Senate panel supports governor filling legislative vacancies
Senate President Pro Tem Darrell Steinberg (D-Sacramento) during a recent Senate session. He proposed that the governor be allowed to appoint legislators to fill vacancies rather than holding costly special elections. (Hector Amezcua / Associated Press)

SACRAMENTO -- Alarmed by the cost of holding special elections whenever a vacancy occurs in the Legislature, a state panel on Tuesday endorsed putting a measure before voters that would allow the governor to appoint people to fill empty seats.

Los Angeles County has held 20 special elections since 2008 at a cost of $27 million, County Clerk Dean Logan told the Senate Elections and Constitutional Amendments Committee. Turnout in many special elections is as low as 12%.

Senate President Pro Tem Darrell Steinberg (D-Sacramento) proposed legislation that would allow the governor to make appointments to fill vacancies with a requirement that the appointee come from the same political party as the official being replaced. Also, the house from which the lawmaker comes would have 21 days to veto an appointment.

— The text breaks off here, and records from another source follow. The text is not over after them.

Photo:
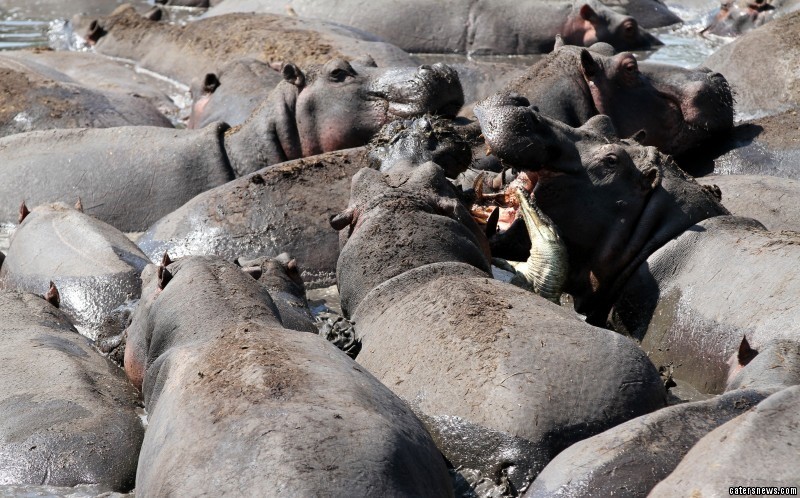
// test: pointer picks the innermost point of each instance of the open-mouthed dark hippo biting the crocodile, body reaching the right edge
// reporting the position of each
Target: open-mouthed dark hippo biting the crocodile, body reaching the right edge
(644, 241)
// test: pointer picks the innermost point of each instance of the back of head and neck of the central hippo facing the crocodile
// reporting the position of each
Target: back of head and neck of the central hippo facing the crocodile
(395, 222)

"Districts go without representation for a longer period of time, but it's really the cost issue that motivates me," Steinberg told the committee.

However, the committee's chairwoman, Sen. Norma Torres (D-Pomona), and Sen. Alex Padilla (D-Pacoima) said they won election in special elections and they don't believe they would have been appointed to the positions had the decision been left to the powers in charge.

"I don't know whether you can put a price tag on democracy," Padilla added. He voted for the bill as a courtesy to keep the debate going. Torres did not vote on the bill.

The measure was opposed on the grounds that it would deprive the voters of a chance to chose their representative by officials including Jeffrey Hewitt, the mayor pro tem of the city of Calimesa and an unsuccessful Libertarian candidate in a recent special election in the Senate..

Having 15% of voters turn out to select a legislator "is still more democratic than … one executive making that decision," Hewitt said.